Uit onderstaand overzicht van wat er allemaal op het programma kan staan, wordt een keuze gemaakt op basis van de onderwerpen die door de leerkrachten worden aangevraagd, ofwel door de gidsen van MIRA op basis van hun jarenlange ervaring met het rondleiden van schoolgroepen.

 

Armillairsfeer

 


Op het programma: eerste graad


Aansluitend bij de onderdelen 'Exacte wetenschappen, wiskunde en technologie' en 'Ruimtelijk bewustzijn' in de leerplannen van de eerste graad van het middelbaar onderwijs kan je met de leerlingen

 

  • een bezoek brengen aan het weerstation, waarbij de leerkrachten zelf uitleg geven bij de aanwezige meteorologische instrumenten op MIRA, dit in aanvulling bij een korte multimediavoorstelling i.v.m. weer en klimaat;
  • een bezoek brengen aan de sterrenwacht, waarbij de educatieve medewerkers van MIRA de leerlingen meenemen op een avontuurlijke reis doorheen de wondere wereld van sterren en planeten;
  • een bezoek brengen aan het weerstation en de sterrenwacht.

 

Weerstation

 

Wat het weerstation betreft geeft de multimediavoorstelling een overzicht van hoe meteorologen het weer voorspellen, welke elementen belangrijk zijn in dit verband en wat het verband is tussen weer en klimaat.

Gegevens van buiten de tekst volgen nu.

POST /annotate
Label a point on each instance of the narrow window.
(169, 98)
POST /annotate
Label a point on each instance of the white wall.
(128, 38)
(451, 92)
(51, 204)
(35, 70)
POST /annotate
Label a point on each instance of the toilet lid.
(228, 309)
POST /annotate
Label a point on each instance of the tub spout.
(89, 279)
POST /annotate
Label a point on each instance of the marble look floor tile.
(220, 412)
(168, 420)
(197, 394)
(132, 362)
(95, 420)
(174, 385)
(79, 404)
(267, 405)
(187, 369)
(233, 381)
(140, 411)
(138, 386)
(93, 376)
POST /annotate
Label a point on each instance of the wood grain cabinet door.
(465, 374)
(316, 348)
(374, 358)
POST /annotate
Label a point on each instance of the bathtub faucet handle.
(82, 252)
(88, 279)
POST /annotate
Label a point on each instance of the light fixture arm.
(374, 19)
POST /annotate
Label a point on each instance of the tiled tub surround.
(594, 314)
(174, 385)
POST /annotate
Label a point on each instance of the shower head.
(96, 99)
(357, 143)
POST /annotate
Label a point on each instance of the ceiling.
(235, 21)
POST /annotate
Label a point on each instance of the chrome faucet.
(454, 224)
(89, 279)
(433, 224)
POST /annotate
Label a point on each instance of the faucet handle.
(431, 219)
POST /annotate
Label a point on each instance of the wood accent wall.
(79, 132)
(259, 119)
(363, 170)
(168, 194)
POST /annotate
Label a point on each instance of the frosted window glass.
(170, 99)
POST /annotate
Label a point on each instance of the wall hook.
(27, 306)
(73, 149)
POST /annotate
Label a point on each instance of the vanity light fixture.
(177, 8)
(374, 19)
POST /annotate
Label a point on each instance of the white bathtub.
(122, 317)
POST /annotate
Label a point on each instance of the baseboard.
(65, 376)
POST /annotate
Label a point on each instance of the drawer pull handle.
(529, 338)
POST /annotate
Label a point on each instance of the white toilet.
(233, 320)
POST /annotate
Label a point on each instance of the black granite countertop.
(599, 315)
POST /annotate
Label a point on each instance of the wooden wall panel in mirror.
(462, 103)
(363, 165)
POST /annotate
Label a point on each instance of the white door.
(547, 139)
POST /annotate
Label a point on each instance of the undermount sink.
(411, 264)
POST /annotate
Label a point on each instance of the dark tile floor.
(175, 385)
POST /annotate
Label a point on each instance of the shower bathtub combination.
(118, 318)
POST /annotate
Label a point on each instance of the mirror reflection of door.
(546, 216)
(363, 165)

Daarna kunnen de leerlingen kennis maken met de verschillende instrumenten die op ons weerterras staan om de temperatuur, de vochtigheid, de beweging en de druk van de lucht te meten, alsook de neerslag. Belangrijk is dat de leerlingen inzicht krijgen in het feit dat de energie van de Zon de drijfveer is die de aardatmosfeer verwarmt en zo een globaal systeem in werking zet.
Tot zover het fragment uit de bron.